Tip #3: Get a Workout Buddy!

            Get a friend to come workout with you! Having a friend that commits to a workout schedule helps keep you motivated and accountable. It’s not as easy to skip a workout if you are working out with someone else, because who wants to be the one who says, “Hey I actually am going to sit in bed and watch Netflix instead.” Don’t be that person! Keep pushing and motivate each other to be better. Plus, working out is a great way to relieve some school stress and vent to someone else!
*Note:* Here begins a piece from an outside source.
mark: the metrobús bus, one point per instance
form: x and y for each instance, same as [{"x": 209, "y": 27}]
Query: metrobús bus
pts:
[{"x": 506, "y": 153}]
                                                                 

 

Tip #4: Load up on the Veggies!

       Almost every single college has a salad bar in their dining hall. Before you start every meal, get a nice big salad. Veggies are very low in calorie and high in volume. So, you can eat a ton of them for very little caloric value. Veggies are also loaded with fiber, which makes you feel full. It’s a great way to prevent overeating and to get some important nutrients in your diet. Stick to cleaner options for your main dish. Some easy and nutritious meal ideas are a burrito bowl (romaine, rice, grilled chicken, salsa, guac, cheese and sour cream!), a whole wheat sandwich, peanut butter with celery as a side, veggie burgers, etc. Remember, “junk” foods may taste good at the moment, but the feeling after your body processes it isn't too great. Food is fuel. What you put into your body directly impacts energy, performance, and overall health. Would you put terrible gas into your car?? Think about it.

 

Tip #5: Stick to Low(er) Calorie Drinks (21 yr olds only!)

       We all know college students are known to party. But, don’t get trapped in a cycle of drinking excessive amounts every single weekend. Drinking on occasion won’t kill you, but remember not to overdo it. Stick to drinks lower in calorie, like vodka and diet pop/soda. Consuming mixed drinks could be delicious, but they are also a loaded sugar trap. If you consume multiple drinks, you also are consuming loads of carbs and sugar! Limit yourself to only a couple drinks, and have them mixed with a diet drink. That will cut down on the calories and carb content. Also, do your best to not order any “drunk foods”. Eating pizza, Insomnia Cookies, or Chicken and Waffles (an Ohio University thing!) will not only sabotage progress you made, but also probably won’t make you feel so hot the next day when you remember all that you ate. Drink lots of water in between drinks as well!

 

I competed while living in a dorm room with no kitchen and no car. Being healthy can be done, but you have to make it a priority. No one ever regrets a workout, so even on days you aren’t feeling it, push yourself. I promise you will feel amazing after.

Let’s just recap and make this very simple: Consume enough protein, plan your workouts, get a workout buddy, don’t forget your veggies, and drink wisely. Simple, right? College is a once in a lifetime experience. Have fun and stay healthy!